Hi All,
Thanks for all the leg work! You all probably know, but there's a guy on the Kenai doing commercial mushrooms, as well. As to the local pork, the listing on the permaculture site is ours (Sun Circle Farm) and I would be very interested in finding out how to provide all natural non-GMO pork year-round to the the co-op. We've been veggie farming for several years and are just getting the pork operation underway and are trying to define what markets are out there. I want to get past summer pig shares (which work well but are very limited in their reach, of course) and raise pigs year-round. I just sourced a good non-GMO feed made mostly from local food sources which will hopefully work better than the barley/fish we've tried in the past (had a hard time putting on weight fast enough on that). It's really hard to source non-GMO feed in state (all commercial feed is based on soy and/or corn) and since pigs are not herbivores (though they can eat a lot of grass and produce) that's been a real issue for me. I'm going to avoid restaurant wastes as well unless I'm confident that there is no GMO in that.....

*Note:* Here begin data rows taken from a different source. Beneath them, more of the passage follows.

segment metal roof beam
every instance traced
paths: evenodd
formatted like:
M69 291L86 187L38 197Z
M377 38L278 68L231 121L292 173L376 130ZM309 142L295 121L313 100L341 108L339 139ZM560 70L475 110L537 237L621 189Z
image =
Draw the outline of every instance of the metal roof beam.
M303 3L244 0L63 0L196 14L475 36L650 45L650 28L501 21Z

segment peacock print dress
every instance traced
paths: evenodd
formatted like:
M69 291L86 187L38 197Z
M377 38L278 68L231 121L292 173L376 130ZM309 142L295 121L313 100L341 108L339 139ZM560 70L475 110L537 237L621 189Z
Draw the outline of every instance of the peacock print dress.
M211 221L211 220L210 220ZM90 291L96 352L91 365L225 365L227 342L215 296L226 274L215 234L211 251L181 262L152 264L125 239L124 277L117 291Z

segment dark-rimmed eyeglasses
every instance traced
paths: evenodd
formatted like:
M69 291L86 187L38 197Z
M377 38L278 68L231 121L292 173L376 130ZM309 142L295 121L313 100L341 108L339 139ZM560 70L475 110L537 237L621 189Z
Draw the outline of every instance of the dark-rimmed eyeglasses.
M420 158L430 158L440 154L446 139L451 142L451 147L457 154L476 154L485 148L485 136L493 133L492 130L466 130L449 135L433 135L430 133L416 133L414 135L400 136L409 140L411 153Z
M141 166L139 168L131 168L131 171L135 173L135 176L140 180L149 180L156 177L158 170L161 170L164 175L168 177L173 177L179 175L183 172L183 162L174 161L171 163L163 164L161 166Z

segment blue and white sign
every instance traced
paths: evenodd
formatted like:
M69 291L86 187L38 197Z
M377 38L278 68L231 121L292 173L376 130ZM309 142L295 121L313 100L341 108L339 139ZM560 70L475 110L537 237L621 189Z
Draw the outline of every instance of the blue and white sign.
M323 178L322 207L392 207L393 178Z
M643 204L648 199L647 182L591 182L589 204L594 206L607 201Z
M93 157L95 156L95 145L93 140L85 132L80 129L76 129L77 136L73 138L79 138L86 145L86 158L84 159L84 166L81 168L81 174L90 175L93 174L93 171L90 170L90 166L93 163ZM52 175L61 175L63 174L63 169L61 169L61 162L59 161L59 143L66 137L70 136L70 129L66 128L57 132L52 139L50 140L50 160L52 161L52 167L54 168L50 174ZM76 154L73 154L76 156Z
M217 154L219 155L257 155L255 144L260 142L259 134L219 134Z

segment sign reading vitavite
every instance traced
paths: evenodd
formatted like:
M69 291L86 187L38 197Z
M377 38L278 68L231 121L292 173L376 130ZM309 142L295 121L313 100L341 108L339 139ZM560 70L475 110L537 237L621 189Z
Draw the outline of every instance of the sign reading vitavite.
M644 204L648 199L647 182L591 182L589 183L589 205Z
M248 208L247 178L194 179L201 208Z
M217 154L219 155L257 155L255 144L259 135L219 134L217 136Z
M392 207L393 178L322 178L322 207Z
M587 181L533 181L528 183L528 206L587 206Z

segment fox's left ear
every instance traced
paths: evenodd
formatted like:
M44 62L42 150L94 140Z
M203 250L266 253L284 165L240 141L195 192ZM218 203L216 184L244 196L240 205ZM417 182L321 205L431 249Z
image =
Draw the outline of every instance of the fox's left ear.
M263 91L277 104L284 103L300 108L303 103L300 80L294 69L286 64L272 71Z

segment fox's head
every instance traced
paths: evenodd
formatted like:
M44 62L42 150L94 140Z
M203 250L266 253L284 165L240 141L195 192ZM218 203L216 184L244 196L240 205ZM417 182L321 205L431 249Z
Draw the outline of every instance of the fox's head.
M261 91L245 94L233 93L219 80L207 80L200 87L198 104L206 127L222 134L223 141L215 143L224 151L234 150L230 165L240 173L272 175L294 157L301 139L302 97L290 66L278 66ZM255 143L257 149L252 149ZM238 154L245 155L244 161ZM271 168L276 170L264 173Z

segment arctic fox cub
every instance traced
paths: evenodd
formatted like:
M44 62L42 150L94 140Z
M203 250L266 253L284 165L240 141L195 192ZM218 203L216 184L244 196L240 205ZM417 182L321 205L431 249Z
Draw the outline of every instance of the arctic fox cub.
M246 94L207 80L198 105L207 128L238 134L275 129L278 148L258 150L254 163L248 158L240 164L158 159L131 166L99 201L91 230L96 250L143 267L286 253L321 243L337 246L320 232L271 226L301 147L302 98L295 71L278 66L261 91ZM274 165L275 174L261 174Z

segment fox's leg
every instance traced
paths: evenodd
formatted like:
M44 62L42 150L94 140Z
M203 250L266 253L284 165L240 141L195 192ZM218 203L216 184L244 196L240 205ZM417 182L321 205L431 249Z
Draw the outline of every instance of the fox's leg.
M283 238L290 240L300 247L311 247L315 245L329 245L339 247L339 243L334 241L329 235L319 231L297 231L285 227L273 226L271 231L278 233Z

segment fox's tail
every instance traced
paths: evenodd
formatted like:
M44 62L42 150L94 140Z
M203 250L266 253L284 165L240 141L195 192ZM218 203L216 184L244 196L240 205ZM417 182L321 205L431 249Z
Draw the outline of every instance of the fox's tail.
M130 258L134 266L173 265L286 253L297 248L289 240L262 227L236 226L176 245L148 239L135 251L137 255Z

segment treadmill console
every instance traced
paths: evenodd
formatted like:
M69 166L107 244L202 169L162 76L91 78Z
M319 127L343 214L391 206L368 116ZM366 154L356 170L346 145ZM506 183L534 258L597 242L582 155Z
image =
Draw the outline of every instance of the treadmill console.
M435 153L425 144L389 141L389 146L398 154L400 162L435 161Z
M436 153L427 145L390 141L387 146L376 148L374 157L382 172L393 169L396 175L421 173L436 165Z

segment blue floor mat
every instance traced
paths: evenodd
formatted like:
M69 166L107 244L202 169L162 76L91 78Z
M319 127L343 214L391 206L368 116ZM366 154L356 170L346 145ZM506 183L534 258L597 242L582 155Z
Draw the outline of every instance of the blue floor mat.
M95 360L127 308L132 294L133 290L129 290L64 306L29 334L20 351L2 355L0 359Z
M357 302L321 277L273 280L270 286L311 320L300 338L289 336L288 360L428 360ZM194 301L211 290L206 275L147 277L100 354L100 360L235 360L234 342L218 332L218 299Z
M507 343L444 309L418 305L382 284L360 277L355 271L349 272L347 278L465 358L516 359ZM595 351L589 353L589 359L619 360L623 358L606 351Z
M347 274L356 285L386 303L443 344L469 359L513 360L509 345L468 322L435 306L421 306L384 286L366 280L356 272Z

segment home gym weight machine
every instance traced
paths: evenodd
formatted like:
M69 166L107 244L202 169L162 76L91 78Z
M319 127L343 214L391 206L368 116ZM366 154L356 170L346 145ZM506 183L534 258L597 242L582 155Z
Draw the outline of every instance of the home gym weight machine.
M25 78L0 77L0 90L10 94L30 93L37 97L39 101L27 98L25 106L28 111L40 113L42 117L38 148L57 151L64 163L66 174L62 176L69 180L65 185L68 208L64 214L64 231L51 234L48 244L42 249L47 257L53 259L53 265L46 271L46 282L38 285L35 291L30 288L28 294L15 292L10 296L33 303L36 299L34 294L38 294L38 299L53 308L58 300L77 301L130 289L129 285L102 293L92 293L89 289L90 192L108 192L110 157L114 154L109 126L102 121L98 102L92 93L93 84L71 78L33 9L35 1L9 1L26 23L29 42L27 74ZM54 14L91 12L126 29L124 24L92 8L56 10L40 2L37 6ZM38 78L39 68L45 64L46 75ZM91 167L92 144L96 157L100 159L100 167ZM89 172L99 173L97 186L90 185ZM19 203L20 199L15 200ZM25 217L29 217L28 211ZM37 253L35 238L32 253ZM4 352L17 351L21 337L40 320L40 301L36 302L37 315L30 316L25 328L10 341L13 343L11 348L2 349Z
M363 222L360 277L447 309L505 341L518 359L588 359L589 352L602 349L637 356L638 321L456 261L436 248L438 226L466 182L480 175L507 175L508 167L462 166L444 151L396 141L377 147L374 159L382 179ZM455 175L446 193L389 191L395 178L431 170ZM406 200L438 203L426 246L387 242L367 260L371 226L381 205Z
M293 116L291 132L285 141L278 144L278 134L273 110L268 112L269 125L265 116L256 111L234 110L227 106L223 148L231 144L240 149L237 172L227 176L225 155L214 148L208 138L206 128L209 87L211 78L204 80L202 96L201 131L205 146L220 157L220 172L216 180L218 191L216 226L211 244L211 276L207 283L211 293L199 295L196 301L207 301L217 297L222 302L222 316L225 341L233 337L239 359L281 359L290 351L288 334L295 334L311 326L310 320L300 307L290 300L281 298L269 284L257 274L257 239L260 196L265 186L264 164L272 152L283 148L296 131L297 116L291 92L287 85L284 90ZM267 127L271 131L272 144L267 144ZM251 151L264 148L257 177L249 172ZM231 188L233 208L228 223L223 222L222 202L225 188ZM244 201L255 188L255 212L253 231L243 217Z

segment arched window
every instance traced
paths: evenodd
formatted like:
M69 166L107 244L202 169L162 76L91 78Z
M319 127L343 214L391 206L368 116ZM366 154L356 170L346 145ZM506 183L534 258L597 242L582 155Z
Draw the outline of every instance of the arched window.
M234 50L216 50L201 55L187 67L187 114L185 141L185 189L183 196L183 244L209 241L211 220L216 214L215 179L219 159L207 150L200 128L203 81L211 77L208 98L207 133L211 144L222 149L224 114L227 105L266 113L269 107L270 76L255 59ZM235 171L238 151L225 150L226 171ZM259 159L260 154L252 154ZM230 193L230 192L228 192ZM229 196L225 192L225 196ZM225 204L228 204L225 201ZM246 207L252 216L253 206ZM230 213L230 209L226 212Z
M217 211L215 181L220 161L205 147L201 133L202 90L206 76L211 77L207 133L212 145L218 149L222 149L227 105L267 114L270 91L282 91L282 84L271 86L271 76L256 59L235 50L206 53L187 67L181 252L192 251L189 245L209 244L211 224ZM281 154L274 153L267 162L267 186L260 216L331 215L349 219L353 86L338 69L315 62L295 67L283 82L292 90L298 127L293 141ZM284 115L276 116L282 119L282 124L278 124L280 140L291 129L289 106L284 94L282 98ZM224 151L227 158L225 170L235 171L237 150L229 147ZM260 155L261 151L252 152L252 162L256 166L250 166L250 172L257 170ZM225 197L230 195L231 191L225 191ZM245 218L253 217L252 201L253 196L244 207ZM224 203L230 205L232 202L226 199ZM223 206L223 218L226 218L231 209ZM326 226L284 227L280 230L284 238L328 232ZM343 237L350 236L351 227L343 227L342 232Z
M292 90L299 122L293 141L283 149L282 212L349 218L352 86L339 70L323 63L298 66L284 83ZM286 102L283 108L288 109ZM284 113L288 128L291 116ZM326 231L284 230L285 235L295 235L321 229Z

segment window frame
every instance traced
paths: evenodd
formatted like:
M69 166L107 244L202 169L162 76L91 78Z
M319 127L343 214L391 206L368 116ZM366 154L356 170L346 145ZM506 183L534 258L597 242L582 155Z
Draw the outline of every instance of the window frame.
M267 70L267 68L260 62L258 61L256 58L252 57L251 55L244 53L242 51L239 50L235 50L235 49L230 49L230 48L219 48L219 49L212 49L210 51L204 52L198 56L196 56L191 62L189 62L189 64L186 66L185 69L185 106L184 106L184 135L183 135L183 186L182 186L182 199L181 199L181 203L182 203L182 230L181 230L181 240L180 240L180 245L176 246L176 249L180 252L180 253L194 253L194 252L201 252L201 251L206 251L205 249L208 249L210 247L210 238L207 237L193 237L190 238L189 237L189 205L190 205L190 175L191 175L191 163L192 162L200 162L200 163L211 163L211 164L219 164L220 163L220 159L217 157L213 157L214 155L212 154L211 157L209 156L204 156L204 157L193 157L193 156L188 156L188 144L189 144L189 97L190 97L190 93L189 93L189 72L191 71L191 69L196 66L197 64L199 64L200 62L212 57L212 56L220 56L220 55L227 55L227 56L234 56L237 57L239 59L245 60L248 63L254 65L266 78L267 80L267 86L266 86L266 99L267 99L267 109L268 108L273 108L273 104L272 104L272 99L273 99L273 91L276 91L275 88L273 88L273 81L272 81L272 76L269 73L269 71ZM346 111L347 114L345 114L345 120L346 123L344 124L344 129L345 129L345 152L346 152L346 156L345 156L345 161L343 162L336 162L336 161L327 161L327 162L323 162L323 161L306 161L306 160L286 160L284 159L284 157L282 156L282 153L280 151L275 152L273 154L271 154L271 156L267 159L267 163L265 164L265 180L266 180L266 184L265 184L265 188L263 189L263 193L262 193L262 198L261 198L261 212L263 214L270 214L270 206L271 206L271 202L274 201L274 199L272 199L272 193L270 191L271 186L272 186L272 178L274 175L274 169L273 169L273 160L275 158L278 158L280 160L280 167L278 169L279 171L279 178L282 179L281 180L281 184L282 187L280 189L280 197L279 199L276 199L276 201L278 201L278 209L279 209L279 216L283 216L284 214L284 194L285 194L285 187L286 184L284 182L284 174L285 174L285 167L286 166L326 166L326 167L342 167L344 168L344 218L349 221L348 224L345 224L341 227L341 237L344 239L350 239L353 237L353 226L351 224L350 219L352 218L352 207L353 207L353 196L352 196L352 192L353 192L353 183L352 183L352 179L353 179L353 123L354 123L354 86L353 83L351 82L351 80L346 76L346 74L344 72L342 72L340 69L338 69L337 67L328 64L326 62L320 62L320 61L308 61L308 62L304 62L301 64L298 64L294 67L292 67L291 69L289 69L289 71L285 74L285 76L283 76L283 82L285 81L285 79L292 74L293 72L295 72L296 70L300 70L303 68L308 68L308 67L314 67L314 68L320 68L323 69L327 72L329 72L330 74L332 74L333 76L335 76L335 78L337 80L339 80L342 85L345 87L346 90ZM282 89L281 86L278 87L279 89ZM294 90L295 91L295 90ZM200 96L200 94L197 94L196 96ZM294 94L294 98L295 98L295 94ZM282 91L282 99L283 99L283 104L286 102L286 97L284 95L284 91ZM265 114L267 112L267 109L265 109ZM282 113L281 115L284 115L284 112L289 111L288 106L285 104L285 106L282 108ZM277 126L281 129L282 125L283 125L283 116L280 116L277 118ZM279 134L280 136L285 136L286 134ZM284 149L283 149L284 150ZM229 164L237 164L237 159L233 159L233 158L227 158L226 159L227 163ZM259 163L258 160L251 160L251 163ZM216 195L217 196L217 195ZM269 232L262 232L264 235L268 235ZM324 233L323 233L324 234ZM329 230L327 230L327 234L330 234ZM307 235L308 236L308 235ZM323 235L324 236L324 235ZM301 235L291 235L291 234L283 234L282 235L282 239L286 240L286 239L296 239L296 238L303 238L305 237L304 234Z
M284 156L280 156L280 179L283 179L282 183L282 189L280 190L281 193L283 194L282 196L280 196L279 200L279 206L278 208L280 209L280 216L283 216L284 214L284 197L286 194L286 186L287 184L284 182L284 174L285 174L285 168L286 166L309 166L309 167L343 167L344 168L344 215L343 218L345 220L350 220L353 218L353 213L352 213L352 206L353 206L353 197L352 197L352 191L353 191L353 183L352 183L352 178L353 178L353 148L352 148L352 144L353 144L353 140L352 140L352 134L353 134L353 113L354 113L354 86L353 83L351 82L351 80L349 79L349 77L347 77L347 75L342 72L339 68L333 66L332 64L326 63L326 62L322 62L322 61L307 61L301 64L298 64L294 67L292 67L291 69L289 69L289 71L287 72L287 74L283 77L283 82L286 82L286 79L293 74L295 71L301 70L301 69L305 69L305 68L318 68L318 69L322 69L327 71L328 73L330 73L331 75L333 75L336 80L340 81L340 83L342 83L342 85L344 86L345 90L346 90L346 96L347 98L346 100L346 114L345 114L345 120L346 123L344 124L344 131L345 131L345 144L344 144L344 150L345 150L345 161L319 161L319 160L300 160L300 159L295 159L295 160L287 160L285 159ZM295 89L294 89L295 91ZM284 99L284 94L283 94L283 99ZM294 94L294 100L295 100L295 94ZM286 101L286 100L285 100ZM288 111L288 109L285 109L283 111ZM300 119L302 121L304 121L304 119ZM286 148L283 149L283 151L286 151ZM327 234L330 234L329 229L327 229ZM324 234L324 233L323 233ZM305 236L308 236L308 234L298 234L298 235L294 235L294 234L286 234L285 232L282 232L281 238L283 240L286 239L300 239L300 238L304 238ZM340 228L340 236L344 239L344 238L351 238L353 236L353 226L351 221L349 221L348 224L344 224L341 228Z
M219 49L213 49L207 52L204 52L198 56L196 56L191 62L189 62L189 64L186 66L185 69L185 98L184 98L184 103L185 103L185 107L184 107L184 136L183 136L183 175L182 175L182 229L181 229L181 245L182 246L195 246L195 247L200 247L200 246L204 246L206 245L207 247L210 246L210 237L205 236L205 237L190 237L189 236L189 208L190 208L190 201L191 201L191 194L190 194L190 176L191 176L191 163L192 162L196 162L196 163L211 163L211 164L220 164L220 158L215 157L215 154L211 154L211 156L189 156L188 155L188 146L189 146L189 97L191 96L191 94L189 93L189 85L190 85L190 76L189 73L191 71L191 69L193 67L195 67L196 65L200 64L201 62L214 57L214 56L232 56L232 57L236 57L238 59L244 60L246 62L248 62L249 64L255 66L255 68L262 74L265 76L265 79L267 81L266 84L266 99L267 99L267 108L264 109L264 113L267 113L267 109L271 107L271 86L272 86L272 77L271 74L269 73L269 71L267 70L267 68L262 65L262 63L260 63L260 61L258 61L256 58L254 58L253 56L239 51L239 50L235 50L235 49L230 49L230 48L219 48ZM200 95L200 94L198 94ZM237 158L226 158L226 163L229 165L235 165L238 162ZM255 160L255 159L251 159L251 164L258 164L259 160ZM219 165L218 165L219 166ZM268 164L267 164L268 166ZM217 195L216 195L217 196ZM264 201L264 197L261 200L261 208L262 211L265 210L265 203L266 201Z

I also wanted to respond to the comment that Anne (?) had made about grass-fed beef. Beef has gotten a bad rap in recent years, but there's a whole slew of literature (both research and published books) coming out now about grass-fed beef's place in sustainable agriculture. Clearly CAFO beef has earned its reputation - the chemical-intensive GMO grain that is raised on land that could grow human crops, the chemicals and antibiotics, the transportation, the waste issues, all have been well described. But pastured beeves convert solar energy to protein on "marginal" land that often isn't capable of supporting other food crops, they recycle waste back into humus and soil if rotated responsibly, they actually support and maintain perennial grass ecosystems that sequester huge amounts of carbon, they replace exogenous imported fertilizers if rotated as part of a rational well-planned system, and besides there is tons of research that supports the health benefits to humans of eating pastured meat (this coming from a reformed vegetarian who has done her research). It's all about balance and scale, but pastured ruminants clearly have a place in a healthy sustainable agricultural system. As to winter feed, most beef producers I know in AK feed hay through the winter. It's probably worth asking about whether grain is fed at all, and if so whether it is GMO-free (not likely to be), as well as to ask questions about how the hay is raised (chemical fertilizers vs local fish-based?). But let's not toss out the beef, or the responsible Alaskan producers providing a healthy quality product.